In de stationshal, waar de mensen op de tram wachtten omdat het buiten te guur en te nat was, stonden een moeder en een dochter. De dochter was van mijn leeftijd, de moeder een jaar of 18 ouder. De dochter was dun, geblondeerd en pokdalig en zag er uit als een junkie. Ze rookte zenuwachtig een sigaret, haar jasje zonder rits met haar andere arm bij elkaar houdend.

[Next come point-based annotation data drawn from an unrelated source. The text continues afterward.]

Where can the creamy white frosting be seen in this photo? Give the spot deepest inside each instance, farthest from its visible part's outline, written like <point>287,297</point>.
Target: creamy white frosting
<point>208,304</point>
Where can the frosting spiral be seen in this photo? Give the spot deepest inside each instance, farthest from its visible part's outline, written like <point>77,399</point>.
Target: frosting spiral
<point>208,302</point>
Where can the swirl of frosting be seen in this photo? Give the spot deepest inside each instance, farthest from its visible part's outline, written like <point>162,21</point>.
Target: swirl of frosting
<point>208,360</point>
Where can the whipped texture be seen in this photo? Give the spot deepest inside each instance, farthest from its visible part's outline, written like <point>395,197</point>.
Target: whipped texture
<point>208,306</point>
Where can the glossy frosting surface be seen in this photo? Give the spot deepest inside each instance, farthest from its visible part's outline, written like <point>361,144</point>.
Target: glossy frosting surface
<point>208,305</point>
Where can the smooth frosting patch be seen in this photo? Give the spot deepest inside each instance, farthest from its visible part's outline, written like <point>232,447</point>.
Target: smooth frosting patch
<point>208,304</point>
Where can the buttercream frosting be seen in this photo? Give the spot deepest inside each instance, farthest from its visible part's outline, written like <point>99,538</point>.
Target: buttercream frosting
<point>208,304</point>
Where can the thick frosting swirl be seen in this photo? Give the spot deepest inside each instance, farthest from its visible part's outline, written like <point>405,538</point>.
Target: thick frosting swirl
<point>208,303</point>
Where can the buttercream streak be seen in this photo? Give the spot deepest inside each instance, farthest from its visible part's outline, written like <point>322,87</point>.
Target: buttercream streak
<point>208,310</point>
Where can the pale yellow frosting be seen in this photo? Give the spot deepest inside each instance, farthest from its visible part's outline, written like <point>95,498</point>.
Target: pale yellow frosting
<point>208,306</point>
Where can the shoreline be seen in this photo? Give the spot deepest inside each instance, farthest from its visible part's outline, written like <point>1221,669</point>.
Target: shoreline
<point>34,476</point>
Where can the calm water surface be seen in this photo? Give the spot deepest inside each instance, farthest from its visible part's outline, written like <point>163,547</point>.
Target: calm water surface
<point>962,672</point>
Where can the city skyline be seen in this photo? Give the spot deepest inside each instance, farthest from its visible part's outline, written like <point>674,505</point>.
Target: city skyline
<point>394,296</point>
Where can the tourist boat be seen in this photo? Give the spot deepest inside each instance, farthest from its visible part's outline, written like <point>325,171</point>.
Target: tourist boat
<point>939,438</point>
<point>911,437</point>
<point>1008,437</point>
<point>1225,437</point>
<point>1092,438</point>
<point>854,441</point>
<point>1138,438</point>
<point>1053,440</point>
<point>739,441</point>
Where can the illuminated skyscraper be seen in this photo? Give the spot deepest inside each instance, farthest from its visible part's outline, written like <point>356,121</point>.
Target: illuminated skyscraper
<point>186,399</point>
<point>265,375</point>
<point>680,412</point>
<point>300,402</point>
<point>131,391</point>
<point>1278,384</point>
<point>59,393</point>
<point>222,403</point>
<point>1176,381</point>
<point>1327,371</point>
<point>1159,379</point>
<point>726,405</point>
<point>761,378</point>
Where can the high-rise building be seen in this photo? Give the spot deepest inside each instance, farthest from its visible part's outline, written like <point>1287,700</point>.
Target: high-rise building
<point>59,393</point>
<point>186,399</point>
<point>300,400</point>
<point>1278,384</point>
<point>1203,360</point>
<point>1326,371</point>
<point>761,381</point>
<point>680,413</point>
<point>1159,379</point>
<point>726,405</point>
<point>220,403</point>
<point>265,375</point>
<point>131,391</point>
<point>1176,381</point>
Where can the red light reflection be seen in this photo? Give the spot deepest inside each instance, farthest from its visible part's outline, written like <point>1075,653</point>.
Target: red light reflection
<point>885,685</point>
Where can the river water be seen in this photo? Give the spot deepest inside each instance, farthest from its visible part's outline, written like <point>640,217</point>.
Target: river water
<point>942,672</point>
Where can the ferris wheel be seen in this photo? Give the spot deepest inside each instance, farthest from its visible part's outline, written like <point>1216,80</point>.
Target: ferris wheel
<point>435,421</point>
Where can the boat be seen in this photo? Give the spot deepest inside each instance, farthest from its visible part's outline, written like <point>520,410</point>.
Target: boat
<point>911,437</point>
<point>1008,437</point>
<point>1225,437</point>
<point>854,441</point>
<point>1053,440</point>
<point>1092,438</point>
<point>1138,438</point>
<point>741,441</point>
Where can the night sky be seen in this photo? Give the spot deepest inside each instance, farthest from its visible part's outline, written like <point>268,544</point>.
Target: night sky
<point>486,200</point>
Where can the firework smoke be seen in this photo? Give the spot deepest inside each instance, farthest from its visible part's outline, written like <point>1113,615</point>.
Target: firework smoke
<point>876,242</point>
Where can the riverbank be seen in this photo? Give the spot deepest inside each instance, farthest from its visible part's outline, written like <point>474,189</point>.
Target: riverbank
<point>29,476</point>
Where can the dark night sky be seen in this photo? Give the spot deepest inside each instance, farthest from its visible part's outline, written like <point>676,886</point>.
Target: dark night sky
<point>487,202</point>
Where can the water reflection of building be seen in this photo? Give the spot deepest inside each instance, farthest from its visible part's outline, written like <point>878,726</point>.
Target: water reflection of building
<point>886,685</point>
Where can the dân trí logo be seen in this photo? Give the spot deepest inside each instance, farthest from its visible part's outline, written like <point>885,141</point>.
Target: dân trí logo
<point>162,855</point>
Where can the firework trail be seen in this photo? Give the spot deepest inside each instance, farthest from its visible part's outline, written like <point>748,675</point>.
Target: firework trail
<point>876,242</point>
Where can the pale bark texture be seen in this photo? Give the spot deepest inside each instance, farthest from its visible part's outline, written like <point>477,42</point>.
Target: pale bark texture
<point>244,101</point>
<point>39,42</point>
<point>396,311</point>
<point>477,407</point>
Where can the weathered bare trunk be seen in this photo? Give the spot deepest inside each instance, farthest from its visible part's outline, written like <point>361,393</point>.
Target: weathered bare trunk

Een donkere man kwam op moeder en dochter afgelopen. Hoe duur het was, vroeg hij. De dochter begon vrijwel meteen te schelden. Ze stond zich nog totdat mijn tram eraan kwam te verbazen over zoveel onbeschoftheid, en vroeg zich ten zeerste af waar hij het lef vandaan haalde om haar als een hoer aan te spreken. Even daarvoor het ik hetzelfde gedacht.
Reacties
Eén reactie op “Regenoverlast”
De bewuste man schaamde zich er blijkbaar niet erg voor om “en plein public” te melden dat hij een hoerenloper is die het graag met heroinehoertjes doet….. Je vraagt je trouwens af wat er door een moeder heen moet gaan op het moment dat ze erachter komt dat haar dochter verdovende middelen gebruikt en bovendien nog hoer moet zijn om haar verslaving te bekostigen. Pijn aan m’n hart voor moeder en dochter. Eigen schuld??? Kweetniet…..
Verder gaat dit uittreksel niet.